As for the cats outside issue, as much as people are against declaws, that's how much I am against people letting their cats outside. The risk of hit-by-car, the risk of feline leukemia and FIV (feline AIDS), the number that come in with cat-bite abscesses, broken limbs, fleas, parasites, and wounds from who knows what... But that's another topic and another opinion.
Have I seen bits of declawed cats torn to shreds outside or declawed cats brought in dead from a mauling from dogs? Sure have. Have I seen "clawed" cats brought in for the same? Probably MORE.
So, final stance from me (sum up opinion if you will) is that I prefer not to declaw cats, but that's not a decision for me to make for others and there are instances where it is necessary given the cat and the family it lives with.

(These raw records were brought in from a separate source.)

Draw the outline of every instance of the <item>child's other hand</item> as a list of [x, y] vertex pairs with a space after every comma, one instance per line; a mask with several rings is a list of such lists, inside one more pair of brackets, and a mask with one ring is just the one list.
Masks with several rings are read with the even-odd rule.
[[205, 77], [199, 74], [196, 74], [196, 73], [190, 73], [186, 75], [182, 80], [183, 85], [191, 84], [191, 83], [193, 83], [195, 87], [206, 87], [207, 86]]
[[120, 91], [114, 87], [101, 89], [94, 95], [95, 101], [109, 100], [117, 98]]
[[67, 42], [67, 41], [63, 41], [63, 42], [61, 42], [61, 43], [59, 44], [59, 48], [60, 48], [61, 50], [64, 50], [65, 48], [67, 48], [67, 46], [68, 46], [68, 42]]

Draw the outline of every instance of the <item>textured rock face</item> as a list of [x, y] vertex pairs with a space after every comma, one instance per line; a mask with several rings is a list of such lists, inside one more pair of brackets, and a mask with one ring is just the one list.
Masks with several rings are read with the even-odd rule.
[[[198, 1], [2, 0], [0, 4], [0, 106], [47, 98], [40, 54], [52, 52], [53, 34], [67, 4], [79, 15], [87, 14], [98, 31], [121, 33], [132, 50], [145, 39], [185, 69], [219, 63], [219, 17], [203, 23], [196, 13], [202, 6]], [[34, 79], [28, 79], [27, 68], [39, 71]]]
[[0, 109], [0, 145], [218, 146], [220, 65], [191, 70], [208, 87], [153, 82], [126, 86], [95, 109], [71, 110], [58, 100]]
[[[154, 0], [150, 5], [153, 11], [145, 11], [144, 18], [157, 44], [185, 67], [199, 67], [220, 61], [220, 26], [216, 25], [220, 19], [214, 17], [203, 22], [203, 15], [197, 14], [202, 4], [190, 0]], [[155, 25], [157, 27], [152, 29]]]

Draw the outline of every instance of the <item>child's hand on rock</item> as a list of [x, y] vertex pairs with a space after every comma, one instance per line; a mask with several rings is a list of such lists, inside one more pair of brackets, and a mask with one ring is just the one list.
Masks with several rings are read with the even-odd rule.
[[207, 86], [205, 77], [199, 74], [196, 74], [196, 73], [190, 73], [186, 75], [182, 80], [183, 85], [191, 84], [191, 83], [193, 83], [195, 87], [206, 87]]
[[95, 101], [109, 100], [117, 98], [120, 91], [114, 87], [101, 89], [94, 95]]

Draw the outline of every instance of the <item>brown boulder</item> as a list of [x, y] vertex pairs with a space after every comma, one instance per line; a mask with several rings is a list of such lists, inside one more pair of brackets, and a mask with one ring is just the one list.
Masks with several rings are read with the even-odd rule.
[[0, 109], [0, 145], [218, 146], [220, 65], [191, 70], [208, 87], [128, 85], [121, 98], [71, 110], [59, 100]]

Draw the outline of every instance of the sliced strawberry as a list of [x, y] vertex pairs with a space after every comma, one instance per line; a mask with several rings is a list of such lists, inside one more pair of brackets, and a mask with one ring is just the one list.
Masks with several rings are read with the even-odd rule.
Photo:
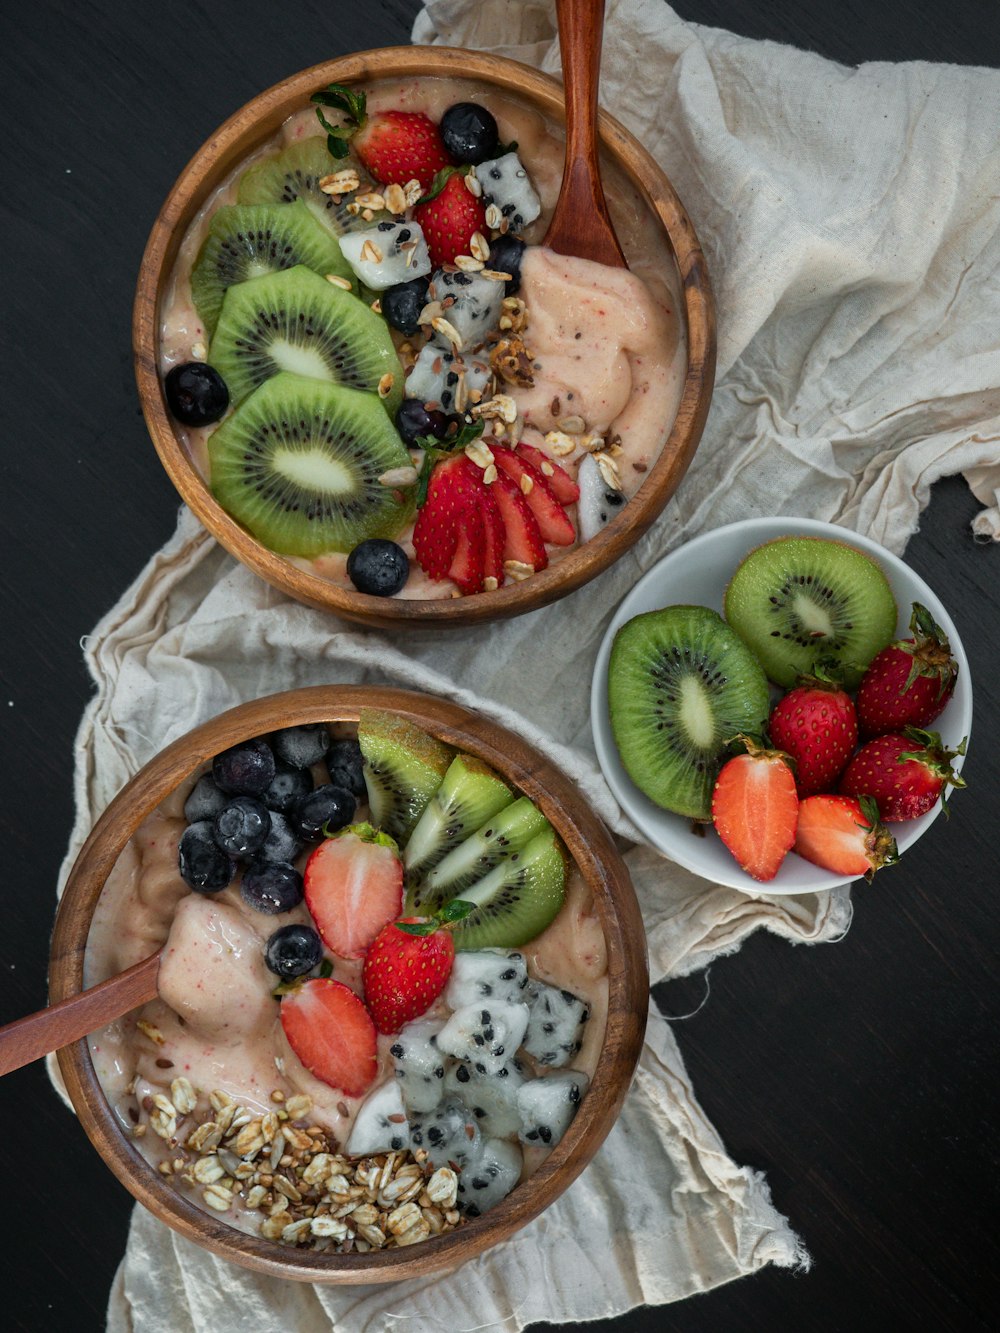
[[[418, 923], [426, 934], [400, 930]], [[379, 1032], [398, 1032], [426, 1013], [444, 990], [454, 960], [451, 933], [436, 929], [433, 918], [408, 916], [386, 926], [368, 951], [363, 974], [365, 1000]]]
[[493, 498], [493, 488], [483, 486], [479, 492], [479, 512], [483, 520], [483, 578], [496, 579], [503, 586], [503, 549], [507, 532], [500, 517], [500, 509]]
[[747, 742], [749, 753], [722, 766], [712, 792], [712, 822], [754, 879], [774, 879], [795, 841], [799, 799], [787, 755]]
[[368, 1010], [342, 981], [314, 977], [281, 1001], [288, 1044], [310, 1074], [348, 1097], [375, 1078], [378, 1037]]
[[775, 705], [768, 731], [795, 760], [800, 796], [833, 791], [858, 743], [851, 696], [826, 677], [801, 677]]
[[965, 786], [951, 764], [963, 754], [965, 740], [957, 750], [949, 750], [936, 731], [906, 727], [862, 745], [844, 770], [840, 790], [845, 796], [874, 797], [890, 823], [917, 819], [932, 810], [939, 797], [944, 804], [949, 784]]
[[566, 510], [556, 499], [544, 474], [512, 449], [493, 447], [493, 461], [520, 489], [535, 516], [542, 540], [553, 546], [572, 546], [576, 530]]
[[868, 796], [807, 796], [799, 805], [795, 850], [838, 875], [871, 880], [897, 860], [896, 841]]
[[520, 487], [511, 481], [506, 472], [498, 470], [497, 479], [490, 489], [506, 533], [504, 560], [518, 560], [521, 564], [530, 565], [536, 572], [544, 569], [549, 563], [545, 543]]
[[455, 558], [459, 520], [478, 503], [482, 473], [459, 454], [438, 463], [431, 473], [427, 499], [413, 528], [413, 549], [424, 573], [446, 579]]
[[470, 505], [458, 517], [458, 544], [448, 568], [448, 577], [466, 596], [483, 590], [483, 561], [486, 554], [483, 516]]
[[580, 488], [564, 467], [560, 467], [554, 459], [549, 458], [548, 454], [542, 453], [541, 449], [525, 444], [523, 440], [514, 446], [514, 452], [520, 454], [526, 463], [538, 469], [561, 505], [576, 504], [580, 498]]
[[327, 838], [306, 862], [306, 906], [331, 952], [361, 958], [403, 905], [403, 863], [396, 844], [370, 824]]
[[457, 255], [472, 253], [472, 237], [486, 230], [486, 209], [482, 199], [465, 188], [465, 177], [458, 173], [448, 177], [433, 199], [417, 204], [413, 220], [427, 240], [431, 263], [440, 268], [453, 264]]
[[[375, 180], [384, 185], [405, 185], [418, 180], [422, 190], [429, 190], [435, 175], [450, 165], [451, 158], [434, 122], [422, 111], [377, 111], [368, 115], [367, 97], [362, 92], [331, 83], [311, 101], [327, 132], [327, 146], [335, 158], [347, 156], [348, 143]], [[331, 124], [323, 107], [342, 112], [346, 120]]]

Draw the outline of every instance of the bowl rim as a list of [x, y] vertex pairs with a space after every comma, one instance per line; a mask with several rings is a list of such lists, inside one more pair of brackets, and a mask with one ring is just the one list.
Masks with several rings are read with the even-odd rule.
[[493, 764], [534, 800], [563, 839], [594, 894], [608, 955], [608, 1020], [588, 1095], [538, 1170], [496, 1208], [446, 1236], [406, 1249], [313, 1254], [238, 1231], [175, 1191], [129, 1143], [104, 1096], [86, 1039], [57, 1053], [70, 1100], [119, 1181], [160, 1221], [223, 1258], [277, 1277], [320, 1283], [391, 1282], [449, 1269], [507, 1239], [580, 1174], [617, 1119], [642, 1049], [649, 972], [645, 930], [628, 870], [583, 794], [534, 746], [505, 726], [449, 700], [371, 685], [320, 685], [251, 700], [162, 749], [114, 797], [70, 871], [49, 960], [49, 1002], [83, 989], [90, 921], [104, 883], [142, 820], [206, 760], [237, 740], [305, 722], [356, 721], [387, 708]]
[[[268, 551], [211, 495], [188, 459], [166, 407], [159, 373], [159, 308], [183, 235], [219, 179], [251, 151], [245, 139], [273, 134], [309, 94], [331, 82], [355, 83], [406, 75], [481, 79], [564, 119], [562, 84], [506, 57], [459, 47], [396, 46], [325, 61], [280, 80], [217, 129], [171, 187], [153, 224], [139, 267], [132, 317], [136, 382], [146, 426], [182, 500], [237, 560], [287, 595], [349, 619], [383, 627], [468, 625], [520, 615], [573, 592], [617, 560], [648, 530], [687, 470], [701, 438], [715, 379], [715, 309], [705, 258], [691, 219], [663, 170], [606, 111], [598, 117], [604, 149], [656, 213], [673, 250], [687, 334], [687, 371], [677, 414], [659, 457], [622, 514], [590, 541], [532, 575], [472, 597], [379, 598], [339, 588]], [[277, 118], [277, 119], [276, 119]], [[272, 123], [273, 122], [273, 123]], [[261, 134], [261, 126], [266, 134]]]
[[[648, 798], [644, 797], [638, 787], [632, 782], [628, 774], [624, 772], [621, 766], [621, 760], [617, 753], [617, 747], [611, 733], [610, 721], [608, 719], [608, 664], [611, 657], [611, 647], [614, 637], [621, 626], [639, 613], [642, 608], [642, 602], [645, 595], [656, 588], [661, 582], [669, 579], [671, 566], [678, 559], [689, 560], [697, 557], [699, 553], [707, 551], [712, 545], [718, 543], [720, 538], [734, 537], [739, 535], [746, 538], [748, 551], [755, 546], [762, 545], [765, 542], [773, 541], [779, 537], [802, 535], [806, 537], [824, 537], [834, 541], [842, 541], [848, 545], [855, 546], [864, 551], [865, 554], [872, 556], [880, 561], [886, 573], [895, 574], [914, 581], [919, 589], [917, 597], [928, 604], [928, 609], [937, 620], [938, 624], [948, 636], [951, 644], [952, 654], [958, 663], [960, 689], [956, 689], [956, 698], [949, 701], [957, 702], [959, 710], [957, 713], [958, 726], [955, 728], [956, 734], [965, 736], [967, 740], [972, 735], [972, 676], [969, 670], [969, 660], [962, 643], [961, 635], [948, 614], [947, 608], [941, 602], [937, 593], [927, 583], [927, 581], [912, 569], [905, 560], [894, 555], [891, 551], [881, 546], [871, 537], [863, 533], [854, 532], [849, 528], [843, 528], [835, 523], [827, 523], [821, 519], [795, 518], [793, 516], [775, 515], [771, 517], [740, 519], [735, 523], [727, 523], [718, 528], [711, 528], [708, 532], [699, 533], [689, 542], [683, 543], [673, 551], [668, 552], [655, 565], [652, 565], [635, 586], [626, 594], [615, 609], [604, 637], [601, 640], [600, 648], [594, 662], [594, 671], [591, 678], [590, 693], [590, 726], [591, 734], [594, 740], [594, 748], [597, 752], [597, 760], [600, 765], [604, 780], [607, 782], [615, 800], [621, 806], [625, 814], [632, 820], [636, 827], [649, 839], [650, 843], [670, 860], [678, 865], [690, 870], [699, 878], [705, 880], [708, 884], [722, 884], [727, 888], [736, 889], [738, 892], [751, 898], [769, 898], [769, 897], [790, 897], [796, 894], [805, 893], [824, 893], [830, 889], [839, 888], [845, 884], [853, 884], [860, 877], [838, 875], [836, 872], [826, 872], [824, 882], [821, 884], [798, 885], [784, 887], [775, 883], [758, 883], [752, 880], [749, 875], [742, 872], [733, 862], [732, 869], [726, 868], [727, 873], [709, 877], [703, 863], [685, 854], [685, 847], [680, 840], [677, 842], [666, 838], [660, 831], [655, 822], [655, 814], [648, 811], [646, 806]], [[735, 565], [733, 569], [735, 570]], [[668, 605], [669, 599], [664, 601], [663, 605]], [[905, 607], [900, 606], [900, 619], [907, 620]], [[770, 684], [770, 682], [769, 682]], [[960, 771], [965, 763], [967, 755], [960, 755], [954, 761], [954, 767]], [[900, 851], [903, 852], [911, 847], [919, 838], [921, 838], [934, 820], [941, 813], [941, 802], [939, 801], [932, 810], [922, 815], [919, 820], [907, 821], [905, 824], [893, 824], [892, 832], [900, 843]], [[668, 811], [660, 812], [669, 814]], [[679, 818], [679, 817], [678, 817]], [[909, 825], [919, 827], [909, 827]], [[815, 871], [820, 872], [819, 867], [813, 867]]]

edit: To address the original issue... What that child was doing is no doubt cruel and I don't understand where the parents are on this one. It's not something I would have ever considered doing when I was 8, let alone 14. He's old enough to understand it's wrong, so there's either a major defect in his upbringing that he doesn't understand that or there's a major defect in his personality that he disregards this, much like the 3 17&18 year-old boys that broke in and beat to death an entire no-kill shelter full of cats with baseball bats because "boys will be boys". I treated the 3 of the 7 that even made it to the university still alive (one lost a leg because the bones were in so many tiny fragments there was no repairing them, one had to have a feeding tube and its jaw wired shut to heal, and one lost an eye and had multiple skull fractures) and if that's what condition those kitties were in, I can only imagine the scene they saw upon entering the shelter that morning. These boys had no remorse, "they were just cats" and the reaction by some of the people who knew the boys was appalling. "Boys will be boys."